Dopo il presepe napoletano una delle tradizioni di Natale più comuni e importanti è il presepe vivente di San Francesco.

Nel 1223 San Francesco d'Assisi decise di realizzare il primo presepio vivente e il luogo dove si tenne questa prima rappresentazione era situata a Greccio. Generalmente i presepi sono costituiti da personaggi in terracotta, questo invece è un vero e proprio presepe vivente, con personaggi veri che rappresentano la nascita di Gesù Cristo.

San Francesco viveva sul Monte Lacerone a Greccio e la sua prima rappresentazione scenica del presepe esponeva solo una capanna con due animali; il bue e l'asinello, assieme alla mangiatoia e ad un cesto con della paglia dentro, per molto tempo il presepe veniva rappresentato solamente in questo modo.

Papa Onorio III diede il permesso a San Francesco di poter realizzare questo presepe vivente, il primo in tutto il mondo.

Con il passare del tempo il presepe vivente si diffuse, così molte persone cominciarono a volerlo rappresentare sempre di più, diventando una rappresentazione di fede popolare.

Con la morte di Francesco d'Assisi nel 1226 la gente volle ricordare questa iniziativa mettendo in scena ogni anno fino ad oggi la storia di San Francesco e la nascita di Gesù; questa rappresentazione viene fatta il 24 dicembre, 26 dicembre e il 6 gennaio mettendo in scena quattro riquadri differenti per raccontare tutta la storia.

Il primo scenario viene intitolato "San Francesco alla Cappelletta" , dove viene rappresentato l'arrivo di San Francesco sui monti di Greccio in cui si fermò e si costruii con le sue mani un rifugio dove poter vivere, quello che viene comunemente chiamato "Cappelletta".

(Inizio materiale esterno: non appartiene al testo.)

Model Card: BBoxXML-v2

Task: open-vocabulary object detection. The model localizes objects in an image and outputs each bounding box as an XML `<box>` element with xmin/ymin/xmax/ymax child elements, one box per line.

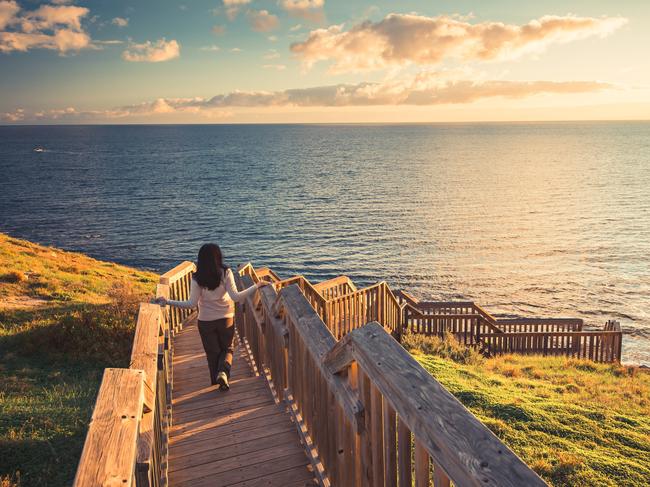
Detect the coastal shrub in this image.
<box><xmin>413</xmin><ymin>349</ymin><xmax>650</xmax><ymax>487</ymax></box>
<box><xmin>401</xmin><ymin>332</ymin><xmax>483</xmax><ymax>364</ymax></box>
<box><xmin>0</xmin><ymin>271</ymin><xmax>27</xmax><ymax>284</ymax></box>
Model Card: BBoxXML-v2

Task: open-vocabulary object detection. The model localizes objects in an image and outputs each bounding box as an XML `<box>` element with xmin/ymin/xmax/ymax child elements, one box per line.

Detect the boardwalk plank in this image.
<box><xmin>169</xmin><ymin>322</ymin><xmax>315</xmax><ymax>487</ymax></box>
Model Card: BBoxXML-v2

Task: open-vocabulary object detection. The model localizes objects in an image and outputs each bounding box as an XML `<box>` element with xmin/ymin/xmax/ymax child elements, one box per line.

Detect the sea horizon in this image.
<box><xmin>0</xmin><ymin>121</ymin><xmax>650</xmax><ymax>364</ymax></box>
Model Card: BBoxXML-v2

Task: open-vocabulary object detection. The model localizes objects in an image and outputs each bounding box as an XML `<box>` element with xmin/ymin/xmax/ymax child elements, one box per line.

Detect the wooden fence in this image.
<box><xmin>236</xmin><ymin>275</ymin><xmax>545</xmax><ymax>487</ymax></box>
<box><xmin>396</xmin><ymin>291</ymin><xmax>623</xmax><ymax>362</ymax></box>
<box><xmin>483</xmin><ymin>329</ymin><xmax>623</xmax><ymax>363</ymax></box>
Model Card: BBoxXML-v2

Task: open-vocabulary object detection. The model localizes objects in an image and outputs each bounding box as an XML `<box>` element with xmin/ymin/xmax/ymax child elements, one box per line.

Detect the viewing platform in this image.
<box><xmin>74</xmin><ymin>262</ymin><xmax>622</xmax><ymax>487</ymax></box>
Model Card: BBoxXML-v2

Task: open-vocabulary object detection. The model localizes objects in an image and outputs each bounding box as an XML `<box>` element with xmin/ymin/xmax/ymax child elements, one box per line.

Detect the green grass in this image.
<box><xmin>405</xmin><ymin>337</ymin><xmax>650</xmax><ymax>487</ymax></box>
<box><xmin>0</xmin><ymin>234</ymin><xmax>157</xmax><ymax>487</ymax></box>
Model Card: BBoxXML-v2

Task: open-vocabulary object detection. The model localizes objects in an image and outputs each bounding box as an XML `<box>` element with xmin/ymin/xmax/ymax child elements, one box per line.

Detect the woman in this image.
<box><xmin>158</xmin><ymin>243</ymin><xmax>268</xmax><ymax>390</ymax></box>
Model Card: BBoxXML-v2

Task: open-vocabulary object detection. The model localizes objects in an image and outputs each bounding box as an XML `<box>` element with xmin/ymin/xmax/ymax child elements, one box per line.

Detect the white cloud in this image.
<box><xmin>279</xmin><ymin>0</ymin><xmax>325</xmax><ymax>22</ymax></box>
<box><xmin>111</xmin><ymin>17</ymin><xmax>129</xmax><ymax>27</ymax></box>
<box><xmin>2</xmin><ymin>74</ymin><xmax>614</xmax><ymax>122</ymax></box>
<box><xmin>246</xmin><ymin>10</ymin><xmax>279</xmax><ymax>32</ymax></box>
<box><xmin>0</xmin><ymin>0</ymin><xmax>20</xmax><ymax>30</ymax></box>
<box><xmin>0</xmin><ymin>0</ymin><xmax>97</xmax><ymax>54</ymax></box>
<box><xmin>211</xmin><ymin>25</ymin><xmax>226</xmax><ymax>36</ymax></box>
<box><xmin>291</xmin><ymin>14</ymin><xmax>627</xmax><ymax>73</ymax></box>
<box><xmin>213</xmin><ymin>0</ymin><xmax>251</xmax><ymax>22</ymax></box>
<box><xmin>122</xmin><ymin>37</ymin><xmax>181</xmax><ymax>63</ymax></box>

Il secondo riquadro porta il nome di "Lancio del Tizzo", dove si scorge San Francesco che arrivato a Greccio, e spinto dalla popolazione decide che il posto dove vivrà sarà quello dove cadrò il tizzo ardente lanciato dal ragazzino della piazza, ovvero proprio dove adesso sorge il Santuario Francescano.

Il terzo riquadro mostra l'incontro del padrone di Greccio e di San Francesco, che in quel momento si trovava a Fonte Colombo, da quì il nome del riquadro " Giovanni Velita a Fonte Colombo" , per esporre la sua volontà di rivivere a Greccio la nascita di Gesù.

L'ultimo quadro, invece, si mostra tutta la scena della notte santa del 1223, quindi con la nascita di Gesù mostrandolo al popolo da San Francesco.

Ogni anno questa rappresentazione viene continuamente celebrata, rendendo il presepe sempre più vivo e vero, con comparse e personaggi principali, aggiungendo sempre più particolari alla scena, e questo è l'unico e il solo presepe vivente al mondo.